Certainly, the appeal of the anonymity and liability protection afforded by making real estate investments in entities are real and do not need to be reviewed here.  Many real estate investing gurus have profited from selling video tapes, compact discs, and seminars espousing these very benefits. Those advocates rarely take the perspective of a lender or other skeptics, and point out the potential downfalls of such a move.  They include:

  • ACCESS TO LOANS : The universe of lenders that have an appetite for Non-Owner Occupied Real Estate is small.  It becomes even smaller if the property is owned in an entity.  The exception is blanket commercial loans that typically are for larger dollar amounts and warrant the time of the bankers due to their size.
  • LOSS OF DEALS : Deals can be lost if, for example, a purchase contract is originally executed in the name of an entity but a lender refuses to make a loan secured by the property unless the contract is in the name of an individual.  These days, inflexible sellers such as banks, HUD or Fannie Mae/Freddie Mac typically refuse to amend contracts and would rather sell to the next bidder than go through the brain damage of modifying your deal.
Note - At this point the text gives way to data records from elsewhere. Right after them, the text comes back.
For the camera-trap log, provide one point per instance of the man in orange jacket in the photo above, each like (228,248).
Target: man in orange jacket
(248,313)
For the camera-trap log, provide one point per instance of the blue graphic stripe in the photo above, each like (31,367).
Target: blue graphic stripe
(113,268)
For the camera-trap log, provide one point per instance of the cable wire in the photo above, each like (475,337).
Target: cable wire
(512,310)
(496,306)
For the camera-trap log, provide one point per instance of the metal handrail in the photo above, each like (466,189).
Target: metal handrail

  • COST OF LOANS :  The cheapest money in today’s market is Fannie Mae and Freddie Mac compliant loans.   If you can find a bank that will provide financing for non-owner occupied property held by an entity, it will cost significantly more.
  • COMPLEXITY :  The very liability-shielding attributes of investing via an entity may spook lenders if those entities lack long and well-established track records.  If lenders decide to lend directly to the entity, the individual owner(s) of the entity usually end up having to personally guarantee the loan anyway.  The days of non- or limited-recourse lending are a distant image in the rear view mirror.
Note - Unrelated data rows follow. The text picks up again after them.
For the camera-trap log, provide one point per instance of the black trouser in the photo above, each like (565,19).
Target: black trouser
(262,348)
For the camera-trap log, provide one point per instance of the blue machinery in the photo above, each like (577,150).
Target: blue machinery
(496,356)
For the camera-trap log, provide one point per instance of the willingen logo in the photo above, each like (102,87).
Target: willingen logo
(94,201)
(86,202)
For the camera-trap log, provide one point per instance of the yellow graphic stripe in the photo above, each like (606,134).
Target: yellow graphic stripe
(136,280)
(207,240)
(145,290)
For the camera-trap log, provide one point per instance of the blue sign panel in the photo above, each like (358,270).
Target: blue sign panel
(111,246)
  • ADDITIONAL COSTS : It is easy to undermine the underlying purpose of establishing the entities if people who use them are extremely vigilant, but it takes thought, time and money.  To have the desired liability-shielding effect, operating in an entity requires extra costs and hassles, such as formation of entity, distinct set of books and financial statements, tax returns, bank accounts, checks, and the like. 
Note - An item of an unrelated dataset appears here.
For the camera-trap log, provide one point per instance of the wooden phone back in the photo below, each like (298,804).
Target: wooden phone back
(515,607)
  • LEGAL : The use of an entity may take away an individual’s ability to represent himself in small claims court or for real estate tax complaints.  For example, if an individual owns a four-unit in the name of his entity and seeks to evict a deadbeat tenant, a judge would not likely allow the landlord to appear in court without an attorney.  Why?  Because not doing so would be considered unauthorized practice of law in most states since as an individual (who is not an attorney) cannot represent a third party in court.  Even if the individual owns 100% of the entity which owns the building, the entity itself represents a discrete third party in the eyes of the court.

All hope is not lost, since certain goals can be achieved through alternative means.  For example, to the extent owning real estate in entities helps shield individuals from potential liability, such as the mailman slipping and falling, protection against this can be obtained through proper landlord policies and an umbrella insurance policy.

In short, be sure to think through all of the potential ramifications of whether to make your real estate investments in the name of an entity or as an individual.  Notwithstanding what the gurus say (and sell) in their tapes and seminars, always remember The Golden Rule.  And if the folks with the “gold” who are making you a loan to buy properties take steps to undermine the effect of your entity, then the use of it may turn out to be more hassle than it’s worth.